For nearly 50 years, mostly under British rule, it remained essentially a Bedouin Arab town with a handful of Jewish residents. Its Arab character was recognised in 1947 by the United Nations, which included the city within the proposed Arab state of Palestine.
Less than a year later, Beersheba was captured by the army of a newly-declared state of Israel, which expelled its Arab residents and over succeeding years replaced them with Jewish immigrants, largely from Russia.
Beersheba today is a fast-growing high-tech hub about the size of Hobart, and almost fully Jewish. That could explain the presence of the Star of David flag in the re-enacted horseback advance on the city. It is to be hoped the Australian War Memorial raised objections to that unhistorical idea.
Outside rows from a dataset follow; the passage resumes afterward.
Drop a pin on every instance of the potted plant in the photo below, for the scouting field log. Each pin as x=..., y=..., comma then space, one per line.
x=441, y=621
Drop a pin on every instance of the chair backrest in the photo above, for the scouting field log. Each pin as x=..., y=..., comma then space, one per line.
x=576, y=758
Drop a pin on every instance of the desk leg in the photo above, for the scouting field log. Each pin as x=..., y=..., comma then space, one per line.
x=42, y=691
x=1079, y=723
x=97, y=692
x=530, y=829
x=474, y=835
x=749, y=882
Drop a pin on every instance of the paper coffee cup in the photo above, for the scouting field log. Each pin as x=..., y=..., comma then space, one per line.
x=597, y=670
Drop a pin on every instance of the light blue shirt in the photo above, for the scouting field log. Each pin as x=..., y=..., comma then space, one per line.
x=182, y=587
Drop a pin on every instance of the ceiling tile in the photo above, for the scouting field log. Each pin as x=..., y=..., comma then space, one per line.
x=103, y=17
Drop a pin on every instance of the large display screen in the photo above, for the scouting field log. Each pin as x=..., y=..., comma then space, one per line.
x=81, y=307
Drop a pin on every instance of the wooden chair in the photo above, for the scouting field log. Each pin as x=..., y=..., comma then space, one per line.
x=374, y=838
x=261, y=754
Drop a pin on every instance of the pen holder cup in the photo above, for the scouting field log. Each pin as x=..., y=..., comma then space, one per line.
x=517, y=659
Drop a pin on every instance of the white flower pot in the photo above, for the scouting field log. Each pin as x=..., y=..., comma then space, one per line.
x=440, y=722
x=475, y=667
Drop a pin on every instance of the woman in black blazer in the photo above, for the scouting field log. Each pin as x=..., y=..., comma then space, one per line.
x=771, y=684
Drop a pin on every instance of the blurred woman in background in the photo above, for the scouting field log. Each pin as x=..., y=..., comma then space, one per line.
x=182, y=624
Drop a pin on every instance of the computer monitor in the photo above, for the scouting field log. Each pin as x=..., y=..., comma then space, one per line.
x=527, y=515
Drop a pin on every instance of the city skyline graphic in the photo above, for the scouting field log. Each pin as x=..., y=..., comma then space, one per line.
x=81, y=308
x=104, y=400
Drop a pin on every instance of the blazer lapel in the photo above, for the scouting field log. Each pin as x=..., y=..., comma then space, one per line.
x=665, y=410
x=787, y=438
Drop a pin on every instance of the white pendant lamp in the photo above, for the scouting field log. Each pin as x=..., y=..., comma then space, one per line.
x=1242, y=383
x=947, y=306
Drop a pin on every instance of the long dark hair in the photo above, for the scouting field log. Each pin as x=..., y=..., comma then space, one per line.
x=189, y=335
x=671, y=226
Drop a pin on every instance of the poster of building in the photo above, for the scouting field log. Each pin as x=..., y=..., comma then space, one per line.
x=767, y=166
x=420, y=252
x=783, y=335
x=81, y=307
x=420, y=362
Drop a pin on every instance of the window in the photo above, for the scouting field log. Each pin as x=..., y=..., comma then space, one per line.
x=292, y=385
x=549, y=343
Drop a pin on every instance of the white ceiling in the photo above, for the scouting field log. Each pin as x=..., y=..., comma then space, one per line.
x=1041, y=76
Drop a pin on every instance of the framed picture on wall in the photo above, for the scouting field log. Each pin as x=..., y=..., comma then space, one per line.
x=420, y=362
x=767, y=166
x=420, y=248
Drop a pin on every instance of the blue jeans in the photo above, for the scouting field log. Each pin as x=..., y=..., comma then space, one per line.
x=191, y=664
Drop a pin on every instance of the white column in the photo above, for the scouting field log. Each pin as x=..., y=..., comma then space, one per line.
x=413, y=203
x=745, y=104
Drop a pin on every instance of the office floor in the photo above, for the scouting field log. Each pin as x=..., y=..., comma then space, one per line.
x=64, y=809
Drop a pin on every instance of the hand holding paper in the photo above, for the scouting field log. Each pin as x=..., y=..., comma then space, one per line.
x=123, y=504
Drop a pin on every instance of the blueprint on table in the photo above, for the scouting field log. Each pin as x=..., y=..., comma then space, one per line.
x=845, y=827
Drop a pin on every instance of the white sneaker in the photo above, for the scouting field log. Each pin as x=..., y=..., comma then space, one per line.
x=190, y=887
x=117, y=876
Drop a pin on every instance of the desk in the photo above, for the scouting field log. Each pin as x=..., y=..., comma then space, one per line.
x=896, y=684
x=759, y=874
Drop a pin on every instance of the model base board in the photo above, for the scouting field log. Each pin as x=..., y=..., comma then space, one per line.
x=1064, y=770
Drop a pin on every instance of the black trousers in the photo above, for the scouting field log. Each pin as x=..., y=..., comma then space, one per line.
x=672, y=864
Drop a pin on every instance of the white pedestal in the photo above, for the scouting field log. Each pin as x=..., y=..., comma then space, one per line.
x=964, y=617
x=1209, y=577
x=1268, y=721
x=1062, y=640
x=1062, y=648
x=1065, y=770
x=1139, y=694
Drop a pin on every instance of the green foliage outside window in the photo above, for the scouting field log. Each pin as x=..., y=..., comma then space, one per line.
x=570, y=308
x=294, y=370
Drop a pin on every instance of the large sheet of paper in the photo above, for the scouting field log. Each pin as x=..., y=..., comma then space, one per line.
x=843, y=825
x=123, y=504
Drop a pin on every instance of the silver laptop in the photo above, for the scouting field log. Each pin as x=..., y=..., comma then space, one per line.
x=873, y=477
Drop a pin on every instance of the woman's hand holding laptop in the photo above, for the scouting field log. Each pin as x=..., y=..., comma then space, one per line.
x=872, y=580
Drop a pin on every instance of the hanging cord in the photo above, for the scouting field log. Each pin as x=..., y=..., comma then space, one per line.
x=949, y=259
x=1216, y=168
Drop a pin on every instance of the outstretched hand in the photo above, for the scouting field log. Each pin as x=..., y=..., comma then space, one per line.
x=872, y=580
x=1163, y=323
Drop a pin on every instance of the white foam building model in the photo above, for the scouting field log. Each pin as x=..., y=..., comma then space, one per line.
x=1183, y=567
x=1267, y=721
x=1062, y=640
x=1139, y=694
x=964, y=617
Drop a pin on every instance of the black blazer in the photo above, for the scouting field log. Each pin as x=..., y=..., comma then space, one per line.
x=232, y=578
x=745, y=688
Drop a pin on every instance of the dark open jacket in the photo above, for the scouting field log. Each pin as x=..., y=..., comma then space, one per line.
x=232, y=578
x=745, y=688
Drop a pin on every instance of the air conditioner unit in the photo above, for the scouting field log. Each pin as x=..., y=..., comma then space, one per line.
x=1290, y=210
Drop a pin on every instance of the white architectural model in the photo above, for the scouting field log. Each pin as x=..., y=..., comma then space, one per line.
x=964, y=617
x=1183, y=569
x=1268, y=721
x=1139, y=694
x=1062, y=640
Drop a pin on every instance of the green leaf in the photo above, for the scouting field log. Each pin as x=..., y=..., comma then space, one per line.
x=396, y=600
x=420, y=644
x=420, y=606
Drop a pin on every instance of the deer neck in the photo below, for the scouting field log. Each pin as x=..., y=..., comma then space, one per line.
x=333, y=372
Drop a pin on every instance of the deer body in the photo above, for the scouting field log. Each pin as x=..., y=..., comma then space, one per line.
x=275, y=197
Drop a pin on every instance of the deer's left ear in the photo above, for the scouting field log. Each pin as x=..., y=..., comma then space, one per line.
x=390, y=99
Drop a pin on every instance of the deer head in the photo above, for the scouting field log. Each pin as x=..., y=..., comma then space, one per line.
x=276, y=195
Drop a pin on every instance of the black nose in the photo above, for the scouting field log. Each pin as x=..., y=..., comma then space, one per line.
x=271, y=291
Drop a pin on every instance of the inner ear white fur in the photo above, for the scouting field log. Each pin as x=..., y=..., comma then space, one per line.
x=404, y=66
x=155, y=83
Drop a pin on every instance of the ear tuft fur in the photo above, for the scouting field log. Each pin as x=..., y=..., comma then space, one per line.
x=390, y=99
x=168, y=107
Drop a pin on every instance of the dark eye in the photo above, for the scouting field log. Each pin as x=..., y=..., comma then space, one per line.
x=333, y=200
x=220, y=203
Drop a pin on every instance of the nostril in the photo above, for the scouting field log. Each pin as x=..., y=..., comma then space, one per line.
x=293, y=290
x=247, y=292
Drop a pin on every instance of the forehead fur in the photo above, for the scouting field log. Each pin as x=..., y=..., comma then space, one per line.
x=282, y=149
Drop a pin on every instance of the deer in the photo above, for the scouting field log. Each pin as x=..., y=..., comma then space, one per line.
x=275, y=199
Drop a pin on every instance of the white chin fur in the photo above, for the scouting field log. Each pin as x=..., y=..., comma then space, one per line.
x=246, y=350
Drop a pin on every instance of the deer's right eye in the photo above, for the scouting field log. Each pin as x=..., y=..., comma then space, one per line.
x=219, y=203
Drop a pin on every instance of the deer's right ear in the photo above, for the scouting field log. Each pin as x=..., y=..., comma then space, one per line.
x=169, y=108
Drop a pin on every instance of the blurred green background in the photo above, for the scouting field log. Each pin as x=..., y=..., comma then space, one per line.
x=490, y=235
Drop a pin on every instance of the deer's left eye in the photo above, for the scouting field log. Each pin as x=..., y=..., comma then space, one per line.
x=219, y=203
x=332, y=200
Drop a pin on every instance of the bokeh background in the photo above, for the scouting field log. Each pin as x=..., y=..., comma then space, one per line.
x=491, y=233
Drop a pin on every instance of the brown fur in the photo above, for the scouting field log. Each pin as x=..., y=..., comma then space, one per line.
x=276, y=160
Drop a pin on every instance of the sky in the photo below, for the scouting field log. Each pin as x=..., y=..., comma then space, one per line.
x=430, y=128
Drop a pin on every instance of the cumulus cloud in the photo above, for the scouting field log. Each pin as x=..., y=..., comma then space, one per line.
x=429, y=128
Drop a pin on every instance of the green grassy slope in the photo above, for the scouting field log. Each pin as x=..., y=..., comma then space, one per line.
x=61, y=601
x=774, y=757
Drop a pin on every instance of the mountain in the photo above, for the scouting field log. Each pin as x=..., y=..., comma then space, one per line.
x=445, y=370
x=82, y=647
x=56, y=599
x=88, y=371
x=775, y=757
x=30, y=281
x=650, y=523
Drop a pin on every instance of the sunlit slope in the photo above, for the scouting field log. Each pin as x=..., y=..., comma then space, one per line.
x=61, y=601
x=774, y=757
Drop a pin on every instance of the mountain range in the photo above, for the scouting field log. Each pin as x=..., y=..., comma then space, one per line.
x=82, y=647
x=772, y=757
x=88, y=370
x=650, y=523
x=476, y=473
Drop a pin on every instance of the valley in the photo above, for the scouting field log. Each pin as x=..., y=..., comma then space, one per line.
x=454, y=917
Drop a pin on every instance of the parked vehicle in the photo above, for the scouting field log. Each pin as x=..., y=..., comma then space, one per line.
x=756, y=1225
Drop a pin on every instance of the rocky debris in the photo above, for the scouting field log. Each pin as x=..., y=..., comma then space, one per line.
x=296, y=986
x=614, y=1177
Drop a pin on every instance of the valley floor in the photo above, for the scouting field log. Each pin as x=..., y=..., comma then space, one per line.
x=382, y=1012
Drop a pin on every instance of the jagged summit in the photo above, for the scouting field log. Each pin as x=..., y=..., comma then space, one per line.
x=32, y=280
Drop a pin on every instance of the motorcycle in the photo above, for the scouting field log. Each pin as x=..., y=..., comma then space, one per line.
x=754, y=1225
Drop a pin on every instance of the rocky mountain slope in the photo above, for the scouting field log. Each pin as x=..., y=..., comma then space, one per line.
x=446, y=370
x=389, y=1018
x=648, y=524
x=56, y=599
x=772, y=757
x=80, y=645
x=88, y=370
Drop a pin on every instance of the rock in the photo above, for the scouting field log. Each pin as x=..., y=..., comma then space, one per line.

Today Israel is an established, sovereign nation with an indisputable right to exist. But its foundation, like Australia’s and any other country’s, is a legitimate historical question.
In 1917 the idea of an Israeli homeland was not common currency, limited mostly to diplomacy – a British strategic tool to counter French influence – and Zionist Jews wanting a state of their own.
Israel was born out of decades of self-interested meddling in the Middle East by various foreign powers, notably Britain and France, topped off by feelings of guilt over the Nazi Holocaust.
The Anzac troops attacking Beersheba may have seen both Arabs and Jews as allies against the Ottomans – they knew about the Arab Revolt and possibly about the raising of the Jewish Legion – but essentially they fought the Turks in the name of the British Empire.
It’s not plausible that the Anzacs would have seen themselves as aiding a Jewish cause, let alone preparing the ground for the Balfour Declaration. In implying otherwise, both Netanyahu and Turnbull overstepped the mark.
Netanyahu is a very focused man working in the righteous cause of the Jewish nation – a country which he believes to be above reproach. His view of Beersheba’s history is vividly coloured by the struggles of Jews to build and maintain their own state.
As a guest of Israel, Malcolm Turnbull was never going to query his friend Bibi’s version of history. But he should not himself have echoed those same historically flawed sentiments.